Defective chips can be expensive for computer manufacturers, especially when the hardware is recalled. They can also be a hassle for consumers, as they can cause computers to miscalculate, slow down, and, sometimes, crash. Computer-science professor Josep Torrellas thinks he has found a better way to deal with faulty chips: an efficient repair mechanism that treats hardware more like software, by fixing bugs with downloadable patches. His system is still in development, but he says it could ultimately make chip production faster and cheaper.
“We know how to fix software really easily,” says Torrellas, a professor at the University of Illinois at Urbana Champaign. “We send patches around. Wouldn’t it be nice if you could simply get another patch from the vendor to fix your hardware?”

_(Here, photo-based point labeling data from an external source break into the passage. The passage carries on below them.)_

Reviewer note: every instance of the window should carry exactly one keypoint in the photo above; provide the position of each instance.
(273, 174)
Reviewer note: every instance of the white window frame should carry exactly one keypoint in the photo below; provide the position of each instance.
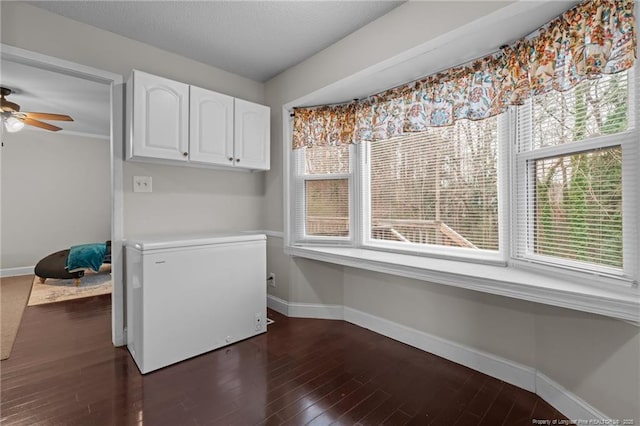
(300, 235)
(495, 257)
(523, 181)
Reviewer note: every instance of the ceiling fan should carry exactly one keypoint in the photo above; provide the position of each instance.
(14, 120)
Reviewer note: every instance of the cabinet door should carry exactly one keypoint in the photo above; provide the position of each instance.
(160, 118)
(211, 127)
(252, 126)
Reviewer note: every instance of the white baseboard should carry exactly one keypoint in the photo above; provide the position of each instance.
(304, 310)
(277, 305)
(310, 310)
(517, 374)
(493, 365)
(567, 402)
(14, 272)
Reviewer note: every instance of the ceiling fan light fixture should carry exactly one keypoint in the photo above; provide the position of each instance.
(13, 124)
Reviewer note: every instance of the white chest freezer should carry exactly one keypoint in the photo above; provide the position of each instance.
(188, 296)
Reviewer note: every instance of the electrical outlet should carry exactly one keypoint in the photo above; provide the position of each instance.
(259, 322)
(271, 280)
(142, 184)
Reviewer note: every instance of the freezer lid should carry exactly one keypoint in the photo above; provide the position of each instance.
(158, 242)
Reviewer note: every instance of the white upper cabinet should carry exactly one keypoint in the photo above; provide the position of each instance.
(160, 122)
(252, 135)
(172, 122)
(211, 127)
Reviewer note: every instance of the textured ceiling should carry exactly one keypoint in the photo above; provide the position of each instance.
(254, 39)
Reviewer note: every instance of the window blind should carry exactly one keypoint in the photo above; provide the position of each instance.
(575, 155)
(437, 187)
(324, 188)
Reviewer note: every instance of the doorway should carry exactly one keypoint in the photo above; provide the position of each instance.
(114, 84)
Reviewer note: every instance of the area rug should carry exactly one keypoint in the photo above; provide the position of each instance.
(14, 293)
(52, 290)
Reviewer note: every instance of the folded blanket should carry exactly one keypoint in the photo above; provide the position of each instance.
(86, 256)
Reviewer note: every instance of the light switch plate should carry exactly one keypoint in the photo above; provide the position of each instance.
(142, 184)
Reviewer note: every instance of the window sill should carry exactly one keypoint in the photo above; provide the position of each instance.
(619, 302)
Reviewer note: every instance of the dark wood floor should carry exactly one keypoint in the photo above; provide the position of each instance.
(64, 370)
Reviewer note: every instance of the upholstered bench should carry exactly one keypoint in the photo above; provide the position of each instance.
(55, 266)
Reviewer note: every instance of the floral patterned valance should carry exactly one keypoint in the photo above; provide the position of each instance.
(594, 38)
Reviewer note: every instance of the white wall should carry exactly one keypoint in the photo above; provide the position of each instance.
(55, 193)
(594, 357)
(183, 199)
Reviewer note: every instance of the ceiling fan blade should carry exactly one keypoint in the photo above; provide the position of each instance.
(47, 116)
(41, 124)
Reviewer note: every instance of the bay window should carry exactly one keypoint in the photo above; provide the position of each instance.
(524, 160)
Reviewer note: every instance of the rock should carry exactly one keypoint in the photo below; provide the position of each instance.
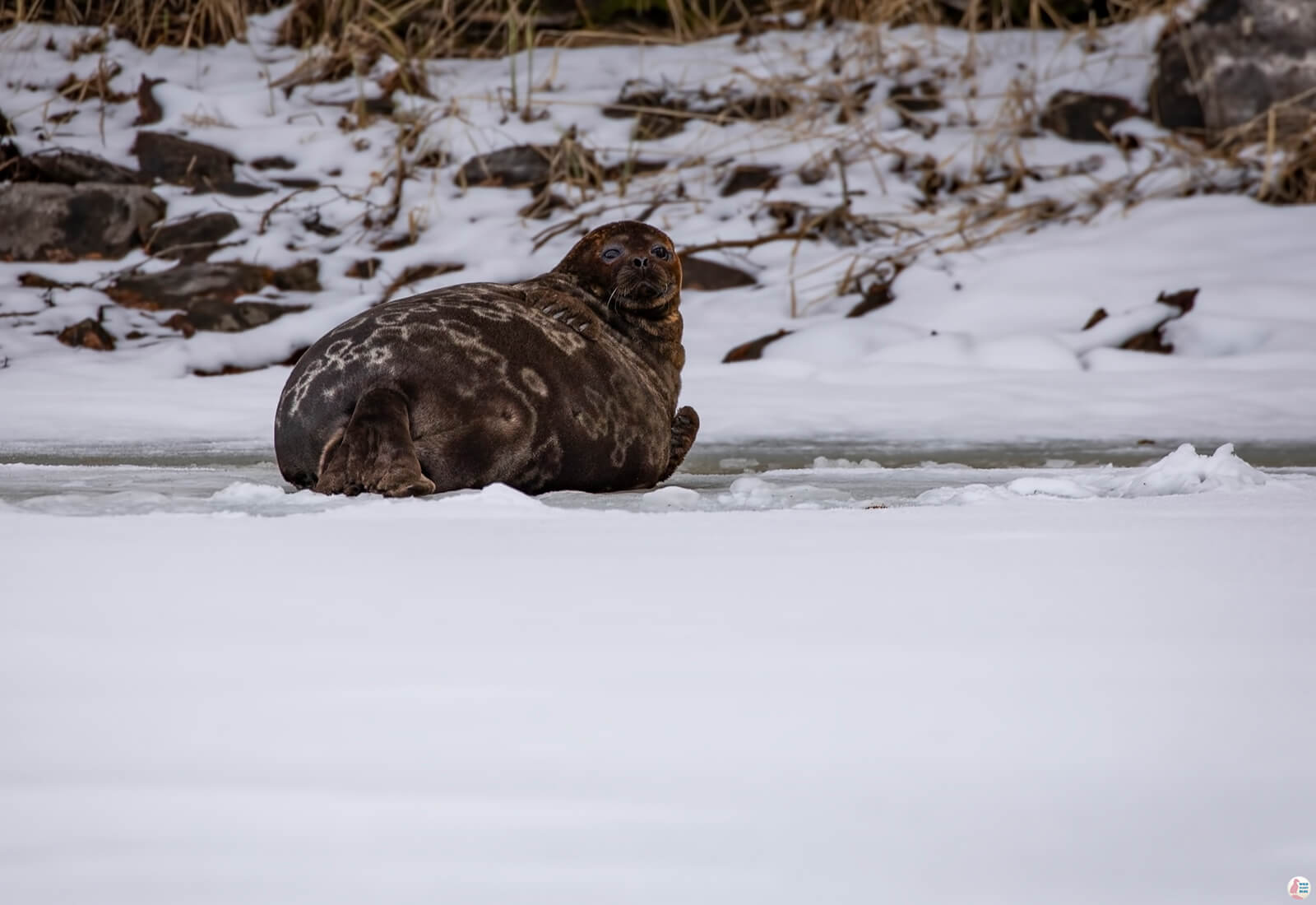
(182, 162)
(416, 274)
(1079, 116)
(148, 108)
(208, 292)
(519, 166)
(1232, 62)
(1153, 340)
(89, 334)
(302, 276)
(278, 162)
(220, 318)
(920, 98)
(748, 351)
(69, 167)
(364, 268)
(48, 221)
(191, 239)
(750, 177)
(875, 296)
(190, 285)
(662, 109)
(706, 275)
(72, 167)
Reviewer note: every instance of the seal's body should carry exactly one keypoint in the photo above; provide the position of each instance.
(563, 382)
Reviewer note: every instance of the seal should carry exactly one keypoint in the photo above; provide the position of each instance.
(568, 380)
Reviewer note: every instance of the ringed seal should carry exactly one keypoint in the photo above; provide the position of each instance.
(568, 380)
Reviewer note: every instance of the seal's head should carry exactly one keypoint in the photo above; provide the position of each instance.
(629, 266)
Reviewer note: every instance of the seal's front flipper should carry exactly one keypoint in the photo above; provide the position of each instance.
(568, 309)
(374, 452)
(683, 429)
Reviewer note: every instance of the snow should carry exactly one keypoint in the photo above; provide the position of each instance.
(984, 340)
(494, 698)
(897, 632)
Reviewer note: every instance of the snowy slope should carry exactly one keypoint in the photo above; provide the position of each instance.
(1007, 360)
(490, 700)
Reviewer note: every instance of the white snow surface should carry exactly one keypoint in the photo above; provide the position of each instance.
(776, 691)
(836, 683)
(491, 698)
(980, 344)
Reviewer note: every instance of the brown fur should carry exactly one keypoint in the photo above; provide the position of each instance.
(563, 382)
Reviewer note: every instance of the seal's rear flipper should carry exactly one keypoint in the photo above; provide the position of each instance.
(374, 452)
(683, 429)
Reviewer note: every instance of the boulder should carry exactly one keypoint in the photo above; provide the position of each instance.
(523, 166)
(191, 239)
(753, 350)
(69, 167)
(182, 162)
(703, 275)
(208, 292)
(1081, 116)
(89, 334)
(1232, 62)
(49, 221)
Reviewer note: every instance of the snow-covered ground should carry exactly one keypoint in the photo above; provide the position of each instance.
(1026, 685)
(813, 667)
(982, 342)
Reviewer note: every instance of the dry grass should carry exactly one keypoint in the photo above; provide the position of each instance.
(407, 29)
(146, 22)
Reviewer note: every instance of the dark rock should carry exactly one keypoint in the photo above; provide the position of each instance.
(182, 324)
(543, 206)
(364, 268)
(1235, 61)
(633, 167)
(59, 165)
(662, 109)
(148, 108)
(748, 351)
(418, 274)
(1153, 340)
(208, 292)
(221, 318)
(186, 285)
(45, 221)
(182, 162)
(243, 369)
(302, 276)
(13, 165)
(273, 164)
(511, 167)
(653, 125)
(754, 107)
(706, 275)
(202, 167)
(191, 239)
(1081, 116)
(750, 177)
(875, 296)
(89, 334)
(921, 98)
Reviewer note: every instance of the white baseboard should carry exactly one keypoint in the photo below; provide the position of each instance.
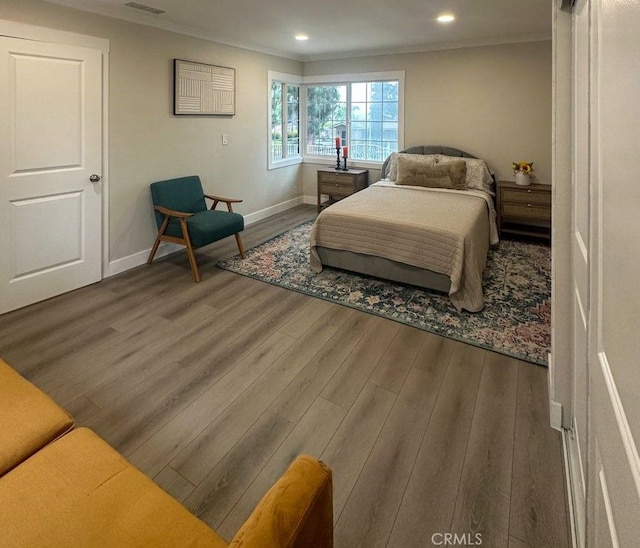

The centerpiece of Torrellas’s system is Phoenix: special hardware that resides on the chip and can be programmed to detect defects and implement solutions. The prototype hardware consists of a standard semiconductor device called a field programmable gate array. While such devices are typically a bit slower than chips made for a single application, they have the advantage of being easily reprogrammed–an essential feature of Torrellas’s system.
In some ways, the system works much like antivirus software, which uses downloaded virus information to identify and eliminate new threats. Similarly, if a defect is discovered on a Phoenix-enabled chip, the manufacturer would automatically transmit the patch to all machines that might be affected. The patch contains a defect signature outlining the specific events that lead to the hardware problem. (For example, when the processor executes certain instructions and stores something in a particular part of the computer’s memory, the computer might crash.) Once installed, the patch reprograms the Phoenix device so that it monitors the chip for the defect signature and alters the computer’s processes to prevent a crash.
Torrellas says that most chips have dozens of defects, although not all are catastrophic: some simply result in miscalculations, for example. Today, manufacturers often deal with hardware problems by disabling features that are found to be defective. “In the end, the user loses functionality,” Torrellas says. When no solution can be found and the problem is critical, manufacturers recall the chips at their expense. A patching scheme would avoid those costs and maintain the chip’s functionality.
A Phoenix-enabled chip would also have a shorter time to market, according to Torrellas. Manufacturers could skip the last few weeks of testing, knowing that ultimately, they can solve problems with patches. “If they know that they could fix the problems later on, they could beat the competition to market,” he says.